Selanjutnya dikatakan, "Perdamaian dalam suatu negeri tidak kurang pentingnya daripada perdamaian antara bangsa-bangsa. Peperangan bukan hanya sebuah konflik antara negara. Masih ada lagi tipe perang lain yang lebih getir, yaitu perang yang dilancarkan oleh pemimpin-pemimpin despot yang memeras rakyatnya sendiri. Ini adalah perang yang dilakukan oleh penguasa tempat rakyat memercayakan kehidupan dan nasibnya, tetapi mereka telah mengkhianati kepercayaan itu. Ini adalah perang oleh penguasa yang kepadanya rakyat telah memercayakan keamanan, tetapi justru senjata malah dibidikkan kepada rakyatnya sendiri. Inilah perang yang sekarang sedang dihadapi oleh negara-negara Arab." Tawakkul dalam pidato Nobelnya tanpa tedeng aling-aling menyerukan anak-anak muda Arab untuk meruntuhkan rezim-rezim yang tak beradab itu.

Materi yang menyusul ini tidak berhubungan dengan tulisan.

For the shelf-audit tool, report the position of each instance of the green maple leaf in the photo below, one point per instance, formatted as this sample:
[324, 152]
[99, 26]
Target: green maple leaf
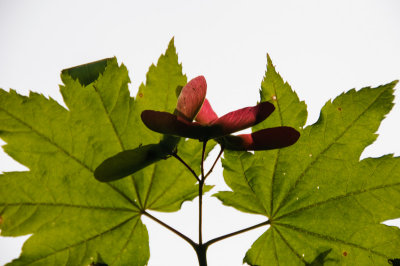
[74, 219]
[324, 205]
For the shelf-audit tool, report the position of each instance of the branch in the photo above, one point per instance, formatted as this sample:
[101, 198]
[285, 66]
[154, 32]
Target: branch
[215, 162]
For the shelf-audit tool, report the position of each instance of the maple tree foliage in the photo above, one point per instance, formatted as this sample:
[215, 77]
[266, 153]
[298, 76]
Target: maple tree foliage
[324, 206]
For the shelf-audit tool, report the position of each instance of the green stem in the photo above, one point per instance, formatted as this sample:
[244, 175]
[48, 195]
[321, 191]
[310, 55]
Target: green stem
[215, 162]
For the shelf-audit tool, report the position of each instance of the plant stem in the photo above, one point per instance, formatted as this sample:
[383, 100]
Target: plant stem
[212, 241]
[193, 244]
[187, 166]
[201, 185]
[201, 251]
[215, 162]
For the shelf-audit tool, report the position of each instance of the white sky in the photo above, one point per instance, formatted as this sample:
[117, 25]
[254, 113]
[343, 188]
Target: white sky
[321, 48]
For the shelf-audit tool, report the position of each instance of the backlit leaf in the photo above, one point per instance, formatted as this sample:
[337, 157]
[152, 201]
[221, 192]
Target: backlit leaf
[317, 194]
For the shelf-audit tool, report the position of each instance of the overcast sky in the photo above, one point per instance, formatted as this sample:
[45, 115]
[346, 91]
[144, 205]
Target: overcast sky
[321, 48]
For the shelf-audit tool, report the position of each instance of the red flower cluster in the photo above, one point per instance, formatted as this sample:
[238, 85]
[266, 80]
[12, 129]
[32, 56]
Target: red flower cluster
[192, 104]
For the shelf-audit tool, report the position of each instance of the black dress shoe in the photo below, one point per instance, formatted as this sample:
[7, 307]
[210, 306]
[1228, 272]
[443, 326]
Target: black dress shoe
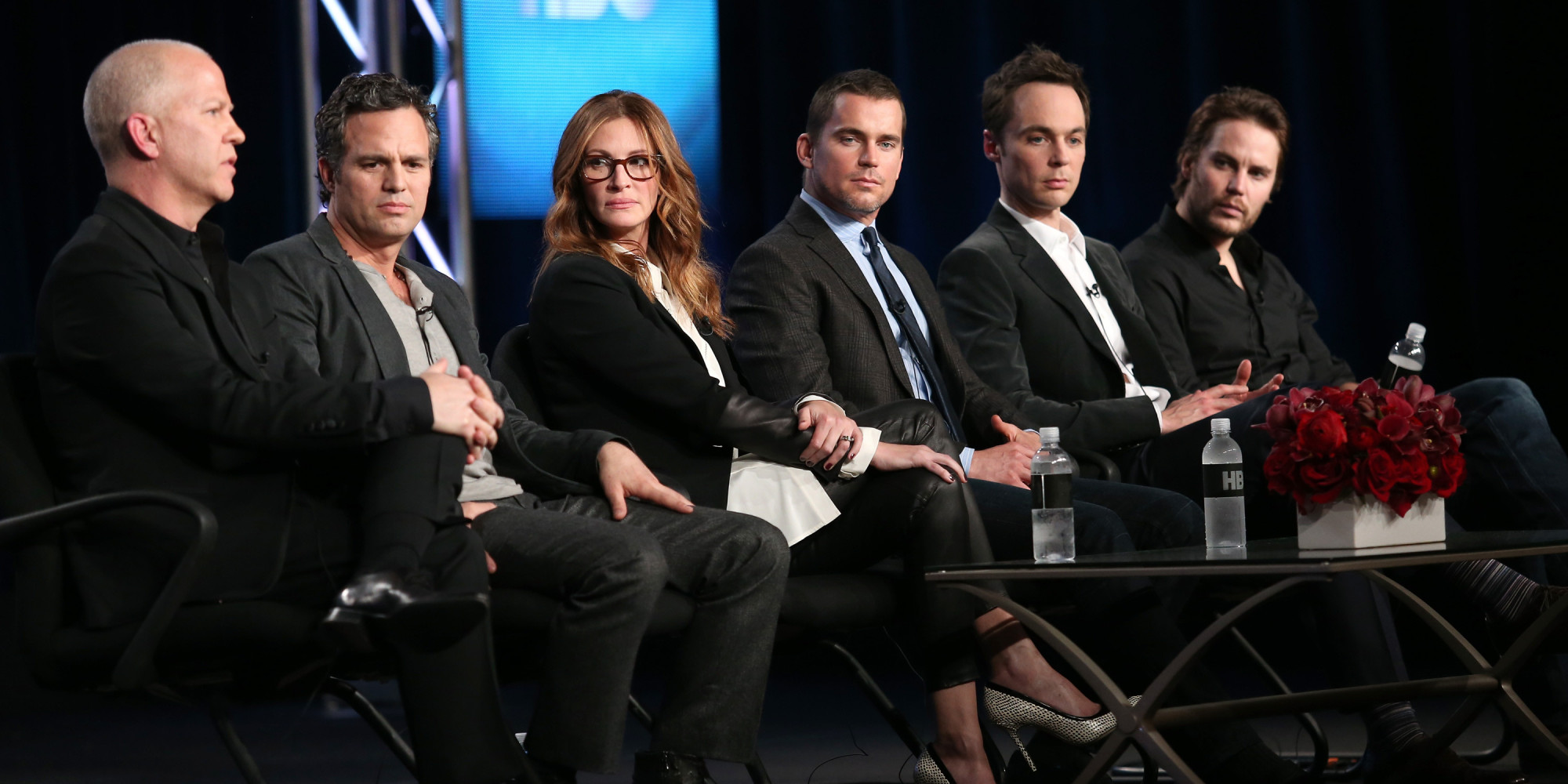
[1255, 764]
[667, 768]
[405, 608]
[1506, 633]
[550, 772]
[1443, 769]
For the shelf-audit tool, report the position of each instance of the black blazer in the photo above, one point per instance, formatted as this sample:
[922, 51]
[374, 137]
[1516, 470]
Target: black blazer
[150, 385]
[1028, 335]
[808, 319]
[332, 319]
[611, 358]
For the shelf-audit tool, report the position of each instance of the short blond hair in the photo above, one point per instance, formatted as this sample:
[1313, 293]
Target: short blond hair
[129, 81]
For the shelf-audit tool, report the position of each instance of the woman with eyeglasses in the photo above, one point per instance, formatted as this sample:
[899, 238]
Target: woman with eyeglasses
[630, 336]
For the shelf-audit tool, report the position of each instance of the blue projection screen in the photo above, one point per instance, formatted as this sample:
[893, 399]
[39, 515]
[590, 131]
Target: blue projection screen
[531, 64]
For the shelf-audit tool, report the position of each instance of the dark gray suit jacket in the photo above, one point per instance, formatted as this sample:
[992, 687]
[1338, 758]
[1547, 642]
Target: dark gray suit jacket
[810, 322]
[1026, 333]
[339, 330]
[148, 383]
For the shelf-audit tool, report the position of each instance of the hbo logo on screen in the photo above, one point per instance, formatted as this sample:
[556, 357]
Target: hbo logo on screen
[586, 9]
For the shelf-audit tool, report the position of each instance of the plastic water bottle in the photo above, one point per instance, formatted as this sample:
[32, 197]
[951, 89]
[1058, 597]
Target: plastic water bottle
[1224, 490]
[1051, 481]
[1406, 358]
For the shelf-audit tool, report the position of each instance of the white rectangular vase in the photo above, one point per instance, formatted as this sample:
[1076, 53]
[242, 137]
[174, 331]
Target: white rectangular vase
[1359, 521]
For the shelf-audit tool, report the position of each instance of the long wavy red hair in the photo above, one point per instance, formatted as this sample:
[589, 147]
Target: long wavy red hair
[675, 230]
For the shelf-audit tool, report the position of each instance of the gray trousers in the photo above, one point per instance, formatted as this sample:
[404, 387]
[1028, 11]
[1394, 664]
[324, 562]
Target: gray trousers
[608, 576]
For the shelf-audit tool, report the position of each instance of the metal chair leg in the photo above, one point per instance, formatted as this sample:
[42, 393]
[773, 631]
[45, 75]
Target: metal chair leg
[383, 728]
[1308, 724]
[879, 699]
[219, 708]
[760, 775]
[639, 713]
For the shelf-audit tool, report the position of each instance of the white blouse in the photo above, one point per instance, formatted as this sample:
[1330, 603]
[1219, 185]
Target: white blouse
[789, 498]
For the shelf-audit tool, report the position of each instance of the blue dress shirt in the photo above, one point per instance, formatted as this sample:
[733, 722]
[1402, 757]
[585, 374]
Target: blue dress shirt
[849, 233]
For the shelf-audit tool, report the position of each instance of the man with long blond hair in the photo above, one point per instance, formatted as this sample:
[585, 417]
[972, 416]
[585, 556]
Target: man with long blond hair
[578, 515]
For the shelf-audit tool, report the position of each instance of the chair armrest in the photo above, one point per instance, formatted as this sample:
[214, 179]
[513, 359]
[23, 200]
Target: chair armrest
[136, 667]
[1108, 468]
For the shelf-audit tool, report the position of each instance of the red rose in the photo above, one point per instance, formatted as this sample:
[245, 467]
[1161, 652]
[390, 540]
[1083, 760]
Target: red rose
[1279, 421]
[1323, 432]
[1376, 474]
[1365, 438]
[1324, 479]
[1280, 471]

Bagi Tawakkul, damai tidak semata-mata menghentikan perang, "… tetapi juga menghentikan penindasan dan kezaliman. Di kawasan Arab kami, telah berlaku perang brutal antara pemerintah dan rakyat. Kesadaran kemanusiaan tidak mungkin berada dalam perdamaian, sementara orang menyaksikan anak-anak muda Arab ini dalam usia yang tengah mekar sedang diberondong oleh mesin-mesin maut yang dilepaskan atas mereka oleh para tiran." Para tiran inilah yang meminta fatwa kepada ulama kerajaan bagi pembenaran kelangsungan kekuasaan zalim mereka. Sekarang semuanya telah berubah berkat revolusi anak muda yang semakin terdidik.